May 18, 2009
Tennessee Cockfighting Bust
Authorities filed cockfighting and narcotics charges against 236 people
A large-scale cockfighting raid at the Shiloh Game Club in Lewis County, Tenn., on Saturday highlighted the need for stronger animal fighting legislation in Tennessee.
The Humane Society of the United States supplied the intelligence that led federal and state law enforcement agencies to investigate and raid this cockfighting enterprise.
According to the office of Kim R. Helper, district attorney for the 21st Judicial District:
- An estimated 250 to 300 people were present at the Saturday cockfights.
- More than 236 people were charged for being spectators at a cockfighting event.
- Thirty-seven people were charged with narcotics-related offenses.

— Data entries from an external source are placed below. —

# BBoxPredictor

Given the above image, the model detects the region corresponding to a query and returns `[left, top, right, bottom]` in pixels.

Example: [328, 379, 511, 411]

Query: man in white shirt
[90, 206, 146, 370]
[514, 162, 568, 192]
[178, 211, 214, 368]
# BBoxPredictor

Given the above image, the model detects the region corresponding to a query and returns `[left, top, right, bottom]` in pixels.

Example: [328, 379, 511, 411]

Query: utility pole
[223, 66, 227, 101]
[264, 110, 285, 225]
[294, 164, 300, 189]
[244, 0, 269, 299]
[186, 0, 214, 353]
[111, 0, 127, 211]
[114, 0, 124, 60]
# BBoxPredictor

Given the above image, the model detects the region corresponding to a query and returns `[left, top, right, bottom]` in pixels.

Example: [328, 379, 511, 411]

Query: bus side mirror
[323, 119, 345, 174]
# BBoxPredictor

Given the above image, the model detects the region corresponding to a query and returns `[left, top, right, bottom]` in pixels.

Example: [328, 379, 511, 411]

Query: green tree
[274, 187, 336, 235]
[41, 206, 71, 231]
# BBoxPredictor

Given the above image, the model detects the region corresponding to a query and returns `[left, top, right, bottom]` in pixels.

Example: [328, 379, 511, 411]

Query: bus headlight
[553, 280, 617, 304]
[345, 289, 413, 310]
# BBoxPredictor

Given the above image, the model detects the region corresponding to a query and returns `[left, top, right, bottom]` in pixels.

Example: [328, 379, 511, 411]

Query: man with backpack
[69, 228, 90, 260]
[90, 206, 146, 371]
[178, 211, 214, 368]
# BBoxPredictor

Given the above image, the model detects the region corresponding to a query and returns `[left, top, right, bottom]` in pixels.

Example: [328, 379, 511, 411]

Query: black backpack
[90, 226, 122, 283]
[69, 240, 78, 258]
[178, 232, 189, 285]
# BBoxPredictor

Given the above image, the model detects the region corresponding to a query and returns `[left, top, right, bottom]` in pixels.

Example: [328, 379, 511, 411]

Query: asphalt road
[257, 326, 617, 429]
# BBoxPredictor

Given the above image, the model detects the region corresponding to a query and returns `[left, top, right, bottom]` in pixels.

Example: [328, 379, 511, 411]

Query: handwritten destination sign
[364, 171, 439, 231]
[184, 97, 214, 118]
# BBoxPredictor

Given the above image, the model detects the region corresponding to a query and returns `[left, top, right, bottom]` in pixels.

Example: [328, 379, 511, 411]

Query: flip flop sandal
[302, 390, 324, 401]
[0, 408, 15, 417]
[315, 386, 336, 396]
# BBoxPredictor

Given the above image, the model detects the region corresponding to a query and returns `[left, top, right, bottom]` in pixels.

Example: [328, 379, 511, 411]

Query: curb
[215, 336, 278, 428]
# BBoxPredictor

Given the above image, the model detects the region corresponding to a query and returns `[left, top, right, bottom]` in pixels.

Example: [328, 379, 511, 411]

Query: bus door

- Approximately 50 others have pending cockfighting charges.
Most participants and spectators were charged with crimes under Tennessee state law; however, some organizers of the fights could potentially be charged with federal crimes. Cockfighting is a misdemeanor under Tennessee state law, but is a federal felony when interstate commerce is affected.
Many cars at the cockfight had license plates from Alabama, Georgia and Texas, indicating that a large percentage crossed state lines with the intent to participate in an animal fight.
The birds were fighting with 3-inch knives tied to their heels. An HSUS investigator found one bird who was still alive with his intestines hanging out from a knife wound.
Cruelty and Other Crimes
Animal fighting often keeps company with other criminal behavior, including gambling and exposing children to cruelty.
A number of children attended the cockfight. An HSUS investigator saw one child, about four years old, wearing a t-shirt that said "cockfighting."
He also estimated that more than 10 percent of the people present were carrying narcotics.
Authorities seized over $30,000 in prize money, and many people had large amounts of cash for betting.
The Need for Tougher Laws
"Cockfighting is a cruel blood sport in which two birds have razor-sharp knives tied to their legs and are forced to fight to the death," said LeighAnn McCollum, Tennessee state director for The Humane Society of the United States.
"Despite some progress with pending legislation, our state lawmakers have failed to pass meaningful laws to help end the despicable spectacle of cockfighting in Tennessee, she said. "Fortunately, the USDA is attempting to bring more meaningful federal charges against the principal figures involved in this criminal operation."
This raid was a multi-agency partnership lead by the United States Department of Agriculture Office of Inspector General. District Attorney General Kim Helper and officers of the 21st Judicial District, the Federal Bureau of Investigation, the Tennessee Bureau of Investigation and the Tennessee Highway Patrol also collaborated on the case.
While this bust is a significant disruption for area cockfighters, everyone arrested at the Shiloh Game Club will be charged with mere misdemeanors. Tennessee is one of 12 states that has not yet made cockfighting a felony.